At times it seems hard to believe that there is anything new to say about the Holocaust, and even less likely that this might come from amongst its last living witnesses. But Marceline Loridan-Ivens’ tiny memoir, But You Did Not Come Back, disproves this view and reading its exactly 100 pages is a searing experience. What it says most loudly is what William Faulkner said in another connection: “The past isn’t dead. It isn’t even past.”

In 1944, at the age of fifteen, Loridan-Ivens was arrested in occupied France along with her father – a polish-born Jew who had settled in France – and deported, he to Auschwitz, she to Birkenau. In the period that they spent there, she saw her father twice (on one occasion they managed to speak), and received a smuggled note from him. And then he was never seen again, and Loridan-Ivens was left to imagine how he met his death, what his life might have been like had he lived, and what he would have made of the lives of those who survived.

And that, essentially, is the substance of this book – a love letter to her father, an accounting, an expiation of guilt.

But this runs the risk of over-simplifying the book, for it is also nuanced and complex and far-reaching. It is also about what it has meant to be a survivor, and how the Holocaust sickened and killed families without their ever having been in the camps – as happened to her own family. Her younger brother descended into depression, alcoholism and mental illness, committing suicide at roughly the age their father had been when the Nazis killed him. Two years after her brother’s death, her mother died. A few weeks later, her older sister committed suicide when she was sixty.

I bought this book based solely on reviews. To my shame, I knew nothing of its extraordinary author, who is 88 this year, and nothing of her career as a writer and documentary film-maker, both on her own and with Joris Ivens, her husband of thirteen years.

Loridan-Ivens is outspoken and possessed of a steely determination, and that voice is occasionally audible in this short work. She did “not become an optimist” – as if that would have been a failure of judgement, perhaps even a betrayal – but in order to live, she says, one must find something to believe in, and what she found to believe in was that “it was possible to change the world”.

It was this view that led her to spend years in underground political activity supporting the Algerian liberation struggle, and later, with her husband Joris Ivens, to document the Chinese revolution and the struggles of Vietnam. But her view of this revolutionary period is now a profoundly chastened one. She was “a woman under the influence”, she says, as much in  thrall to Ivens as she was to the power of social transformation. He was “the school I’d never finished”, his was “the love that would save me”, the antidote to her father’s absence; indeed, Ivens was a man her father himself would have loved, she says. But “we were seeking the idea of revolution itself, in vain”.

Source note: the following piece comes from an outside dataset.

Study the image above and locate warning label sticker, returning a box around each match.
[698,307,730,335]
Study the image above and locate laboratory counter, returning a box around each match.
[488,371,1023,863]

Perhaps unsurprisingly, Loridan-Ivens’ relationship to her country, France, is complicated. She refuses to forget that the country her father adopted sent him to die in Poland, and believes that the same indifference to French antisemitism that prevailed during and after the war is resurgent today. In a radio interview after the killings at the Charlie Hebdo magazine offices in January 2015, and just after the huge public rally called by the French president, she stunned her interviewer by saying, “Do you believe the French would have gone into the streets if only Jews had been killed?”

76,500 French Jews were deported to Auschwitz-Birkenau and Marceline Loridan-Ivens is “one of the 160 still alive out of the 2,500 who came back”. This book is the bleak, unflinchingly honest and perhaps despairing testimony of a Jewish woman whose experience stands in for millions. It should on no account be missed.